1999年,无印良品发行了解散之前最后一张原创专辑《想见你》
那一年品冠27岁,戴着那时还不那么流行的黑框眼镜;光良29岁,有些刘海还是显得那么青涩。专辑封面上的他俩,笑得就像十几岁的孩子,而我就是十几岁的孩子。
那一年我开始听无印良品,想见你这首歌还算常出现在电台点歌节目中,而伤心地铁还是在冷僻和流行中平衡的刚刚好。开始追无印良品,一部分是受到了朋友的影响,一部分填补了少年时候的幻想。
1999年,有点“从前的日色变得慢,车,马,邮件都慢”,信息传递还比较慢,没有微博家里也没有电脑,中文互联网的信息也不那么丰富。虽然我在三线城市里尽力收集,同好也非常有限。于是想象就填充了信息传达不到的大部分内容。
他们出道前的过往当时披露的没有什么太多细节,主要的信息就是专辑磁带内页里的文案。譬如在出道时候的《掌心》专辑中,是这么写的:
当光良还只是光良,品冠还只是叫品冠的时候
他们各自在周末到教会唱歌
八年来只有上帝知道他们心中各自的愿望
你的歌唱得很好… 谢谢… 有没有兴趣听听我写的歌
上帝知道的某一天 当光良终于遇上品冠 一个相同对音乐披荆斩棘的愿望就如此展开了
这个文案满足了十几岁少年对于美好相遇的基本想象,剩下没有描述的场景和故事,都可以在听歌的时候无限延伸。(当然今时今日,虽然未经验证,我推测他们的相遇大概率是在滚石办公室发生的。)因为有限的信息,每个情感都可以在有限的信息中找到寄托,也可以在得不到更多信息的时候充分想象。无印良品对我而言,不再是简单的外物和他者,是混合了时间记忆和再创造的内容,混合了当时的心情,有一部分也属于我。

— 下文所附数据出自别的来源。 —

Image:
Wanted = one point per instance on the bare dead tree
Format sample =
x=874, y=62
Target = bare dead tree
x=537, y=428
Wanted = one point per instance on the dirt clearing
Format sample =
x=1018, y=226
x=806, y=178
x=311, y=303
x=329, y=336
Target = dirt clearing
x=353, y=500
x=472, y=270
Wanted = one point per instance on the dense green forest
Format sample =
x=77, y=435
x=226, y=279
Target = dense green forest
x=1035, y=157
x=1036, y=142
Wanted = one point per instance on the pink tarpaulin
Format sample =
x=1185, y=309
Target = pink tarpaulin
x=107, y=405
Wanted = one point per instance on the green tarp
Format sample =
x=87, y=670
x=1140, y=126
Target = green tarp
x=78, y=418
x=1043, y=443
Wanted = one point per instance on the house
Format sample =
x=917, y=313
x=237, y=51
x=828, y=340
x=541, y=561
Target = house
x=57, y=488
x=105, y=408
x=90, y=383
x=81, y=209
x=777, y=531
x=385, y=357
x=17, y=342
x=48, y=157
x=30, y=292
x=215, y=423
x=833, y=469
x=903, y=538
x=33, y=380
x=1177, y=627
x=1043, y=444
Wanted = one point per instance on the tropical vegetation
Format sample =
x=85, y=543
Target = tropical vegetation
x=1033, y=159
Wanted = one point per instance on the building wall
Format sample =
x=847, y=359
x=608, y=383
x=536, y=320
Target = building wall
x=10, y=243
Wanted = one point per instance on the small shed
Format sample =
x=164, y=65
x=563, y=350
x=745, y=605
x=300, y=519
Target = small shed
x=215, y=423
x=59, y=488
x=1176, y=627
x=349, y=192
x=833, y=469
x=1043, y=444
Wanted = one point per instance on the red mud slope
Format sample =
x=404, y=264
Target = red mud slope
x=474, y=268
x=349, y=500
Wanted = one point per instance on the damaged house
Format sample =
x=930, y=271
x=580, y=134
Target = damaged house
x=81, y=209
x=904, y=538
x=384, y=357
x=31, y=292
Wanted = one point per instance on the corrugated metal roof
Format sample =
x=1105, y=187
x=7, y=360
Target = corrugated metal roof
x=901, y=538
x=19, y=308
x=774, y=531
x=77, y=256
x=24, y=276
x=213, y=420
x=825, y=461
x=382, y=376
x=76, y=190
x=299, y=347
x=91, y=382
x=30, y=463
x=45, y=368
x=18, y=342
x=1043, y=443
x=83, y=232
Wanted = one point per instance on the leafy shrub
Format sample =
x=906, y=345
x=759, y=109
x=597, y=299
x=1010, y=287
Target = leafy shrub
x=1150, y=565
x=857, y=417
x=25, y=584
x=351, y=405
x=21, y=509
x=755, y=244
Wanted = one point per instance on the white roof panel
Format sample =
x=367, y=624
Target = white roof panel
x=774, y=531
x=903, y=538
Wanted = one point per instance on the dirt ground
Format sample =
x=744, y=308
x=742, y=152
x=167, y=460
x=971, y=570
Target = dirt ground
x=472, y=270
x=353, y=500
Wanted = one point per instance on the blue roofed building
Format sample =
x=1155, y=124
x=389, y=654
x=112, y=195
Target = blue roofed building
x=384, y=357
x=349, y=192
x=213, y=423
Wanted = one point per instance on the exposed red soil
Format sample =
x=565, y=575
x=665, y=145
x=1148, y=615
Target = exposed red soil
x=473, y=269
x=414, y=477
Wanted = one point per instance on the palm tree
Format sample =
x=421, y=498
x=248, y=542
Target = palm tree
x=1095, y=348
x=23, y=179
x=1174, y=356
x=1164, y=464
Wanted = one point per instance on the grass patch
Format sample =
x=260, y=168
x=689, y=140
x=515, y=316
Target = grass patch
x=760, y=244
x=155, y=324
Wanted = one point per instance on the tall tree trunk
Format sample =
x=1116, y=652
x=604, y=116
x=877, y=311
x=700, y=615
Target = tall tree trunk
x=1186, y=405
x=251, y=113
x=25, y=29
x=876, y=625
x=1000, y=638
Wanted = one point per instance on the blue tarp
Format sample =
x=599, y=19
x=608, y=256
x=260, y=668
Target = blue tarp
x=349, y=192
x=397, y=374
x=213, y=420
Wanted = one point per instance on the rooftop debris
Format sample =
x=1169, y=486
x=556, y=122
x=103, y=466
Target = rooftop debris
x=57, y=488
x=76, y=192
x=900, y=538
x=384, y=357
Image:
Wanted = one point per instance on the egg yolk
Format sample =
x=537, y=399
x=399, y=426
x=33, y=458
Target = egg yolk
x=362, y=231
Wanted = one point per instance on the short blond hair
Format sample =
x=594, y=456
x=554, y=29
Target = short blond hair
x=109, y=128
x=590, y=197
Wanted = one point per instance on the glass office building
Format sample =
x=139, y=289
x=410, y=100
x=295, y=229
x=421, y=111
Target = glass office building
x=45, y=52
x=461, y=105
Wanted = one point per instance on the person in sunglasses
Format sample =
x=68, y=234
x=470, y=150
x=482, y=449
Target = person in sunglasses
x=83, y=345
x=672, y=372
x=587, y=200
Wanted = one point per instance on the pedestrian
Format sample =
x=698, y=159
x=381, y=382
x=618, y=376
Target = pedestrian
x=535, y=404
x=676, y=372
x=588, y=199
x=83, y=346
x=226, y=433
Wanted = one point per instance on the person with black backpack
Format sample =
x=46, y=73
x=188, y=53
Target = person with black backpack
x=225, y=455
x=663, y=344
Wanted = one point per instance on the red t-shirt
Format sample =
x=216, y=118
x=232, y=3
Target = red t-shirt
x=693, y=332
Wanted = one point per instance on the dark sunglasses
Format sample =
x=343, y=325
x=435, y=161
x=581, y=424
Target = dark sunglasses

如今互联网经济交易的是关注度和流量,碎片化的信息恨不得填补上我们的所有时间。没有填充的时候,剩余的空间我还能否自行填充?今天又听到了《想见你》这张专辑中的《说个明白》,“我只是想说个明白,不管未来会不会变坏”,我还想有说个明白的能力,而不是发一个链接,点一个赞来表达我此刻的想法。